Please help with this very complicated question! Using 3(x-3)(x^2-6x+23)^1/2, as the chain rule fifferentiation of f(x)=(x^2-6x+23). Please explain how I find the general solution to dy/dx= 2/27(x-3)SQUARE ROOT BEGINS (x^2-6x+23)/y SQUARE ROOT ENDS (y>0), giving answer in implicit form. I need details! Many thanks.
To find the general solution to the given differential equation, we'll follow these steps:
Step 1: Separate the variables.
Step 2: Integrate both sides.
Step 3: Rearrange the equation to solve for y.
Let's go through each step in detail:
Step 1: Separate the variables
The given differential equation is dy/dx = (2/27)*(x-3)*√(x^2-6x+23)/y.
To separate the variables, we'll multiply both sides by y and divide both sides by √(x^2-6x+23):
y * dy = (2/27)*(x-3) * √(x^2-6x+23) * dx / √(x^2-6x+23)
Step 2: Integrate both sides
Now, we'll integrate both sides of the equation.

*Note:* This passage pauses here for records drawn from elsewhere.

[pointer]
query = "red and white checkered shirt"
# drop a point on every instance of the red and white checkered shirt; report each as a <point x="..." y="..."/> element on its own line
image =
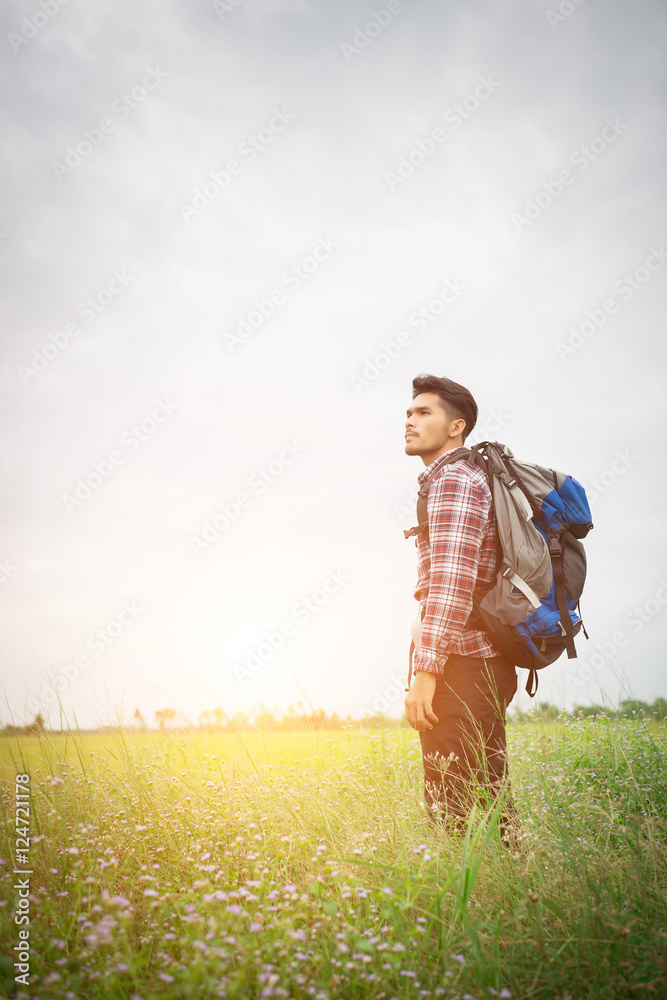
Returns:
<point x="462" y="556"/>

∫ y * dy = ∫ (2/27)*(x-3) * dx
On the left-hand side, we integrate y with respect to y, giving us (1/2)*y^2. On the right-hand side, we integrate (2/27)*(x-3) with respect to x, giving us (1/27)*(x-3)^2 + C (where C is the constant of integration).
So, the equation becomes:
(1/2)*y^2 = (1/27)*(x-3)^2 + C
Step 3: Solve for y
Now we rearrange the equation to solve for y:
Multiply both sides by 2:
y^2 = (2/27)*(x-3)^2 + 2C
Take the square root of both sides:
y = ± √((2/27)*(x-3)^2 + 2C)
Note that we take the ± because we have to account for both the positive and negative square roots.
So, the general solution to the given differential equation, in implicit form, is:
y = ± √((2/27)*(x-3)^2 + 2C)
where C is the constant of integration.